Science Fiction can Augment the Horror

I read Wells’ The Island of Dr. Moreau as a piece of Gothic literature that applies science fiction for the horrific qualities characteristic of its genre. The harrowing tone and diction establishes the Gothic qualities of the story, supplemented by science fiction terrors to heighten the trepidation.

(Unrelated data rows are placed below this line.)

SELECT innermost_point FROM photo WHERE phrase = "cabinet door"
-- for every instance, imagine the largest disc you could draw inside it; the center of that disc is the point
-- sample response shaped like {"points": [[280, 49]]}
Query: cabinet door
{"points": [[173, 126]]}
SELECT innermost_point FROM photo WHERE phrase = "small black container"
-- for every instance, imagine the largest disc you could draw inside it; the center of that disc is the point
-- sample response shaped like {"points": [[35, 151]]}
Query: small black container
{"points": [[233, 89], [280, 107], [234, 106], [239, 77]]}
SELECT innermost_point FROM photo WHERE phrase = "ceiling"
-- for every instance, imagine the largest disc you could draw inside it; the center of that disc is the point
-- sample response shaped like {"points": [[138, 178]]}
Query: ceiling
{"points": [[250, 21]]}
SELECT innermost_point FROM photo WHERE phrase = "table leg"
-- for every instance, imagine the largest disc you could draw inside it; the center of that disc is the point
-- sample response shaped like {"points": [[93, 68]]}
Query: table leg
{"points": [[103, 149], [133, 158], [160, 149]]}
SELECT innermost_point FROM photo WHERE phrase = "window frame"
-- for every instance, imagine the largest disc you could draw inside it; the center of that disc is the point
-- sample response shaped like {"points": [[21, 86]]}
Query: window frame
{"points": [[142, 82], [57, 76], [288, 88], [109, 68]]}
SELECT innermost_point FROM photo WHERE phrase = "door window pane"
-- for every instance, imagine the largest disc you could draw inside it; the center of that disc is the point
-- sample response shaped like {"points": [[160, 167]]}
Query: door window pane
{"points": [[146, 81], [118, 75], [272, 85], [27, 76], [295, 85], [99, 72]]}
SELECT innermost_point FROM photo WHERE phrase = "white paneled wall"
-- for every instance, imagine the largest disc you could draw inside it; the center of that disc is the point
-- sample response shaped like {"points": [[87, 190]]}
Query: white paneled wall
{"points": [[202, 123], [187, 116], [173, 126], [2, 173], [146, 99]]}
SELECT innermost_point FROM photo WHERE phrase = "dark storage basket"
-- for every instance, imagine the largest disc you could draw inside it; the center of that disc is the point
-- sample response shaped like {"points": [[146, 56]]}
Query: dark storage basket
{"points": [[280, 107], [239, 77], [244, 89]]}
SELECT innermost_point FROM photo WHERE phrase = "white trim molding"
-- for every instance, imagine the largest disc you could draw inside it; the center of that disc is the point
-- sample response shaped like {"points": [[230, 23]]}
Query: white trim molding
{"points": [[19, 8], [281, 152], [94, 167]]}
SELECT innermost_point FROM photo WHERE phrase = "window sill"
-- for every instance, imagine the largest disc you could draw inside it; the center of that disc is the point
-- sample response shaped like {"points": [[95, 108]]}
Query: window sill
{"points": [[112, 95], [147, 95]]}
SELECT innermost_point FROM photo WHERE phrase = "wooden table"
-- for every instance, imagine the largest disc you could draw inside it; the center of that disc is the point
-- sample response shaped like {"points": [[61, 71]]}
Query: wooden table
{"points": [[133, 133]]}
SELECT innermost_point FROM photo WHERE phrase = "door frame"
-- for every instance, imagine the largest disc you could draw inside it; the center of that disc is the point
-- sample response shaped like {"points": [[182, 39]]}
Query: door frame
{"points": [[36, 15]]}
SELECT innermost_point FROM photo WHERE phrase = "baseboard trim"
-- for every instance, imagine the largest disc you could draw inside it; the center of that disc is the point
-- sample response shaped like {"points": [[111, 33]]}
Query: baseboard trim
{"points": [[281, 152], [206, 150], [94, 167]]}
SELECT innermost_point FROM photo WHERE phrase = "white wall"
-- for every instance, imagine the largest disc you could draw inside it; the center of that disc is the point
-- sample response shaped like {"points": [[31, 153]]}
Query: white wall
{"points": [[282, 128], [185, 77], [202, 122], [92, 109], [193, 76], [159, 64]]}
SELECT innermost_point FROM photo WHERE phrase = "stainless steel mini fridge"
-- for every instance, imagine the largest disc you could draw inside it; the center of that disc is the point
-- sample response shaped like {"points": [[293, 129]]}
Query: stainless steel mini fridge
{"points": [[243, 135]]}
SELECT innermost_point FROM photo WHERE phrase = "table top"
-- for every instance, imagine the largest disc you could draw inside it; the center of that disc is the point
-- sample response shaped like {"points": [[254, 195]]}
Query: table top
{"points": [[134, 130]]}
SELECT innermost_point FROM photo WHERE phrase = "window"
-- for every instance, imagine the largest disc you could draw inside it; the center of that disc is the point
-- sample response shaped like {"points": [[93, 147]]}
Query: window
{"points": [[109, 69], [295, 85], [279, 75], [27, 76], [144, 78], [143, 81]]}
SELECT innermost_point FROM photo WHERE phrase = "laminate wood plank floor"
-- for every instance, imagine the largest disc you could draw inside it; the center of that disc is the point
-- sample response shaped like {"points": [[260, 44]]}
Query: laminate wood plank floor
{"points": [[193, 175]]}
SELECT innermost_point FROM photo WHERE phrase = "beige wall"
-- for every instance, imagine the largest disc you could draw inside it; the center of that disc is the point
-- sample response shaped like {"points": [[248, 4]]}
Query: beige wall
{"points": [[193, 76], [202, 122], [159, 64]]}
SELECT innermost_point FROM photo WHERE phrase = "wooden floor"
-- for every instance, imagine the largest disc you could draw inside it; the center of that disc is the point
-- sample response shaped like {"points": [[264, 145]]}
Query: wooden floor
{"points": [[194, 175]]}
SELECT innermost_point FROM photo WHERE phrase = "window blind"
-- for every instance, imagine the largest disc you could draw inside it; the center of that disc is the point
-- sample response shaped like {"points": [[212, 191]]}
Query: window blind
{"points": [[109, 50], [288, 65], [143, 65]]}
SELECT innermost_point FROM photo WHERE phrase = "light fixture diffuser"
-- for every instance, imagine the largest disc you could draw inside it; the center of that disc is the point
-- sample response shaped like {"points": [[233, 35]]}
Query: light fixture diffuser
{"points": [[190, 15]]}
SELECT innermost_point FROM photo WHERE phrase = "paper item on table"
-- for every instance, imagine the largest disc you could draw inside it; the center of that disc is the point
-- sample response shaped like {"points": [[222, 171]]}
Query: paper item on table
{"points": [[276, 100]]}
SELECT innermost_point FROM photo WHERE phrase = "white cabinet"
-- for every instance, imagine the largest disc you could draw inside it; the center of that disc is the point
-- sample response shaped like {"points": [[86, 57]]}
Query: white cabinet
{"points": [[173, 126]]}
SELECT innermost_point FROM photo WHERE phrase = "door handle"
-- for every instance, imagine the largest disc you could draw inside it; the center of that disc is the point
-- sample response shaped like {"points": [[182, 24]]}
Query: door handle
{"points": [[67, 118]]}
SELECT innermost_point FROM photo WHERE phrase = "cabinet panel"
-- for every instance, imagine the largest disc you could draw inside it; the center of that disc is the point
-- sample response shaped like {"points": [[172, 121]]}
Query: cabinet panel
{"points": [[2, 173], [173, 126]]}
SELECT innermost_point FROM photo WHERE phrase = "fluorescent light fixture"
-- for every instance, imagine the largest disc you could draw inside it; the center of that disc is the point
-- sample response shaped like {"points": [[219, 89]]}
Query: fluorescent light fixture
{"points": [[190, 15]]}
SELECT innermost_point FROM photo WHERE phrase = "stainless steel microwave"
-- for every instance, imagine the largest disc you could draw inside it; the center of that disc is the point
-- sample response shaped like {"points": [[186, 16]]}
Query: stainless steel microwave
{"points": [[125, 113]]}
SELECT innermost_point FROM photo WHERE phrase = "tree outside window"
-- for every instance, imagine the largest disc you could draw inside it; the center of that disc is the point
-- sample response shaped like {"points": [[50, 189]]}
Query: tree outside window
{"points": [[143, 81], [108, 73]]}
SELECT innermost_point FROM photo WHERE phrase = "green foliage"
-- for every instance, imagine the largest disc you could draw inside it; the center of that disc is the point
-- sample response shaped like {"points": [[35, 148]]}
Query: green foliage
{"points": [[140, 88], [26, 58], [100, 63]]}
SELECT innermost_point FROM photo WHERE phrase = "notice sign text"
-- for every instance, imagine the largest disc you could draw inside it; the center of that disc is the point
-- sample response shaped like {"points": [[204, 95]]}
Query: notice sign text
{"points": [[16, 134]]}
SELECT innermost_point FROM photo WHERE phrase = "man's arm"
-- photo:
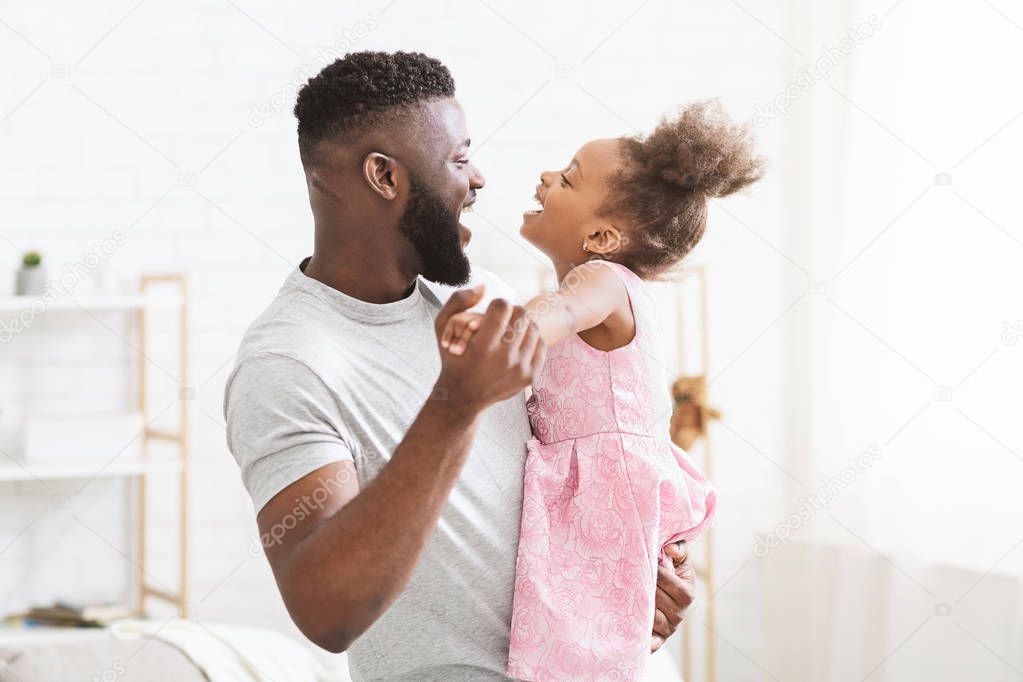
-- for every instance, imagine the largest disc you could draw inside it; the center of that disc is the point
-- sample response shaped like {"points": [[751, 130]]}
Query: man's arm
{"points": [[343, 564]]}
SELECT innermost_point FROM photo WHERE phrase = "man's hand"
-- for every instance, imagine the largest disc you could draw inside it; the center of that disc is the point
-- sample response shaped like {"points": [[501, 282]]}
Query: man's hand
{"points": [[459, 329], [501, 360], [675, 591]]}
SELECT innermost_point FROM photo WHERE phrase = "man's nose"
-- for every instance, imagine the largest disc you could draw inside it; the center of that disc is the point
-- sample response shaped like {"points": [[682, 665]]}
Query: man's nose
{"points": [[476, 180]]}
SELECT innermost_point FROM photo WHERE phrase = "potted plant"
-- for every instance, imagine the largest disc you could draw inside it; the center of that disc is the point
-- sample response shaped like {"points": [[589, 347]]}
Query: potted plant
{"points": [[32, 276]]}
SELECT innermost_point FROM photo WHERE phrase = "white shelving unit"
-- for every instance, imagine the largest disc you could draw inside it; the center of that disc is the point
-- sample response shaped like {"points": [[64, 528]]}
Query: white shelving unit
{"points": [[126, 302], [17, 471], [138, 468]]}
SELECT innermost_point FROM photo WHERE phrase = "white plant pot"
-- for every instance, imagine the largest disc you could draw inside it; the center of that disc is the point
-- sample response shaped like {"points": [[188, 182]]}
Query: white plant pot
{"points": [[31, 281]]}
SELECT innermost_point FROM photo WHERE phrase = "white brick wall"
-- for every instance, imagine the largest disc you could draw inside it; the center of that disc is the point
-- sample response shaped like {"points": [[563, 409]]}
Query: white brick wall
{"points": [[159, 90]]}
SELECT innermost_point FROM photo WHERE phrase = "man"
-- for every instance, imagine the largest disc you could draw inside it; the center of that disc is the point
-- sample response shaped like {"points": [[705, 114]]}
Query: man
{"points": [[387, 475]]}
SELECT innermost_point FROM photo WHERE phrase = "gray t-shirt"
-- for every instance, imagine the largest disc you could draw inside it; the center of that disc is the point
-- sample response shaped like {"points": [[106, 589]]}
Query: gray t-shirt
{"points": [[320, 377]]}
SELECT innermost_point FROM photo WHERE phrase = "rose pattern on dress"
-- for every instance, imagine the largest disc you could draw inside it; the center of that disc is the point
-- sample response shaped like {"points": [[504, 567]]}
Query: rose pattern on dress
{"points": [[604, 490]]}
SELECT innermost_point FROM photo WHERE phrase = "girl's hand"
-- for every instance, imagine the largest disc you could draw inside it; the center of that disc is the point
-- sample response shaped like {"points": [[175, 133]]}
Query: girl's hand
{"points": [[458, 330]]}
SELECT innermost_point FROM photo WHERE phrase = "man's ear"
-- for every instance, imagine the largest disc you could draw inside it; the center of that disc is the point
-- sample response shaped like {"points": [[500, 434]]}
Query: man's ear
{"points": [[606, 240], [383, 174]]}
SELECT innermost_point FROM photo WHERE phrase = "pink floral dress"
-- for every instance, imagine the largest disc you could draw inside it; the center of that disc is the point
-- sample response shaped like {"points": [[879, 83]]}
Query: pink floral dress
{"points": [[605, 490]]}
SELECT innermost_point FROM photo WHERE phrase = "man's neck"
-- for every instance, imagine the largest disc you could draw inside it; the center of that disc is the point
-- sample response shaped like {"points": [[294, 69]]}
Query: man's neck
{"points": [[361, 278]]}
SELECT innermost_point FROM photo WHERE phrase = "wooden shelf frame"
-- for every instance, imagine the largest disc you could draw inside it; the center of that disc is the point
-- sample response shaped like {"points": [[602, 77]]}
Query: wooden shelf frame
{"points": [[180, 439]]}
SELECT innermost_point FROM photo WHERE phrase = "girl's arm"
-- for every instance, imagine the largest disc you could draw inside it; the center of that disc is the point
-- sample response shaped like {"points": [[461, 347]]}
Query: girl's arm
{"points": [[589, 296]]}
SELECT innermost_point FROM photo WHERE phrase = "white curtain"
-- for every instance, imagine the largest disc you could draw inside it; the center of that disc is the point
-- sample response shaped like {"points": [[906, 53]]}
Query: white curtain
{"points": [[907, 349]]}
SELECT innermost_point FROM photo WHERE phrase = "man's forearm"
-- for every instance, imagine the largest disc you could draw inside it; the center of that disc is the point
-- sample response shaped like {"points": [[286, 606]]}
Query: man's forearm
{"points": [[348, 572]]}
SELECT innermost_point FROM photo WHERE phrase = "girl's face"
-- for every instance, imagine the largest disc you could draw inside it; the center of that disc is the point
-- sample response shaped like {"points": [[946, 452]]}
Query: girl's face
{"points": [[570, 198]]}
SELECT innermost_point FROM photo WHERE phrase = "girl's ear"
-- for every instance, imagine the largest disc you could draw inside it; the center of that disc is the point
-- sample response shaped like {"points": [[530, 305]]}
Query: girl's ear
{"points": [[383, 174], [606, 240]]}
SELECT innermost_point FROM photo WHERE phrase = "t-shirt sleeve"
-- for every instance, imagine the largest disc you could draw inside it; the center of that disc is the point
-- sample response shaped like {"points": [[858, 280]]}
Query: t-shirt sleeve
{"points": [[282, 423]]}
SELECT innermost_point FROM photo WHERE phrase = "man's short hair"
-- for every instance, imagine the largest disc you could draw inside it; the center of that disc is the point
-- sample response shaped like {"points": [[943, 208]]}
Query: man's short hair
{"points": [[355, 91]]}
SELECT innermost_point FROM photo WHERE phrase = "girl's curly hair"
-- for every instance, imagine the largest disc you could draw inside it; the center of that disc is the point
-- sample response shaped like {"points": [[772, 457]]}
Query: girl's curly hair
{"points": [[667, 177]]}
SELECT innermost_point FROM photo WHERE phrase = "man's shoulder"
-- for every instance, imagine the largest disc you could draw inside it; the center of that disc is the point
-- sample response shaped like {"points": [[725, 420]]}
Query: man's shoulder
{"points": [[295, 325], [495, 287]]}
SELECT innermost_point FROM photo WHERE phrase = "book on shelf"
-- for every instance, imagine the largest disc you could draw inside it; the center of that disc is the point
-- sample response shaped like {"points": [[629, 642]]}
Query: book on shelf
{"points": [[68, 615]]}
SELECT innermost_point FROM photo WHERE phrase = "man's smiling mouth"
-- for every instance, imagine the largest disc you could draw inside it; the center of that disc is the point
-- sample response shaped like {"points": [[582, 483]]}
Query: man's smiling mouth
{"points": [[536, 212]]}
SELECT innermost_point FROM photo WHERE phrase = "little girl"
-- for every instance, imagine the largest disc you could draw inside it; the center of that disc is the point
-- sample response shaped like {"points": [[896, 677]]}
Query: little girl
{"points": [[605, 489]]}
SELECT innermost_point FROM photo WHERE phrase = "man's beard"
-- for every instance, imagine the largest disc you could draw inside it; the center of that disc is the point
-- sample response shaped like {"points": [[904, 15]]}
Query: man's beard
{"points": [[433, 229]]}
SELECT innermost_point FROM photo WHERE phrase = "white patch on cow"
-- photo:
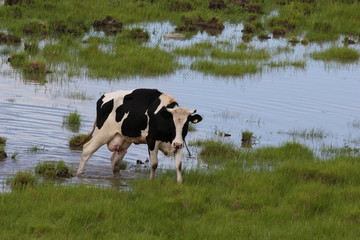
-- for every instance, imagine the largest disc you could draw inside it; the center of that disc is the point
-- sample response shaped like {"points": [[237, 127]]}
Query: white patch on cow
{"points": [[118, 97], [165, 99], [180, 117], [145, 132]]}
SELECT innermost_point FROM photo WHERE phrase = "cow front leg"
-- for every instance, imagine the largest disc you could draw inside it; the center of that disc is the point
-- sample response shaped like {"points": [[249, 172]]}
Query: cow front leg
{"points": [[154, 160], [88, 149], [178, 159], [117, 158]]}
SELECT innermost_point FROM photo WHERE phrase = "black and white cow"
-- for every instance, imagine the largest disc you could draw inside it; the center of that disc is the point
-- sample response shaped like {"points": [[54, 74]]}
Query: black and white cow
{"points": [[141, 116]]}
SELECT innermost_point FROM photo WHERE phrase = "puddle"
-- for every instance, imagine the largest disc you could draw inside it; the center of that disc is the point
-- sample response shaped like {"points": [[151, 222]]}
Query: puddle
{"points": [[320, 96]]}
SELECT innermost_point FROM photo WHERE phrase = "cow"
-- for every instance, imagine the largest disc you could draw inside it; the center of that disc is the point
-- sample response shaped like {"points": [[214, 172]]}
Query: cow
{"points": [[140, 116]]}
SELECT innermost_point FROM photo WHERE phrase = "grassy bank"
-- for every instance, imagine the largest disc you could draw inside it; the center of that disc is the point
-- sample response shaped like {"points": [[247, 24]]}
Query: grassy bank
{"points": [[298, 197]]}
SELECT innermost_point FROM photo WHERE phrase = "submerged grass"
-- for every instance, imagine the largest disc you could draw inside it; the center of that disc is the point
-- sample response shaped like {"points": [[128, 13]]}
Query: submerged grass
{"points": [[126, 59], [340, 54], [300, 198], [222, 69]]}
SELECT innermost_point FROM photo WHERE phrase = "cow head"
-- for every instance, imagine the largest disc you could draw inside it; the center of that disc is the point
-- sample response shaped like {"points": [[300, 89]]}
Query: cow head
{"points": [[181, 118]]}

The Gothic influence is evident from the horrific tone and diction. For instance, after the death of Moreau, Prendick explores the setting for Dr. Moreau’s vivisections, and he begins to describe the pile of woods that hosted the surgeries: “They seemed to be gripping one another in one last revengeful grapple. His wounds gaped black as night, and the blood that had dripped lay in black patches upon the sand. Then I saw, without understanding, the cause of the phantom, a ruddy glow that came and danced and went upon the wall opposite” (Wells 85). The connotations of his diction and the dark tone, heightens the horror that is idiosyncratic of the Gothic genre. This disquieting construction of The Island of Dr. Moreau is supplemented by science fiction. The science fiction element expands the capabilities of terror with its ability to implicate new forms that, in the context of the story, are real and conducive to science’s limitless possibilties. The island is inhabited by subhuman beasts created by Dr. Moreau. They possess claws, teeth, speed, and strength capable of killing men. When Prendick first encounters these subhumans, he is aghast: “What on earth was he – man or animal? What did he want with me? I had no weapon, not even a stick. Flight would be madness” (Wells 30). His fear not only derives from the beasts’ physical capabilities to assault him, but also their complete foreignness. This not only adds dimension to the horror, for psychological terror is now implicated with physical terror, but it also situates the novel in the Gothic genre. The horror construct of the novel is not just augmented by science fiction, it also supplements the science fiction itself by exhibiting the corrupting power of scientific progress when it is void of ethical limitation. Dr. Moreau feels justified for his vivesections by claiming that “this store men and women set on pleasure and pain, Prendick, is the mark of the beast upon them…the thing before you is no longer an animal, a fellow-creature, but a problem… The study of Nature makes a man at last as remorseless as Nature” (Wells 56). Dr. Moreau is villainized for being jaded to mutilation and his lack of natural sensibilities. This allows the examination of the enthralling quality of progression, and the corruption and apathy that associates the quest for perfection.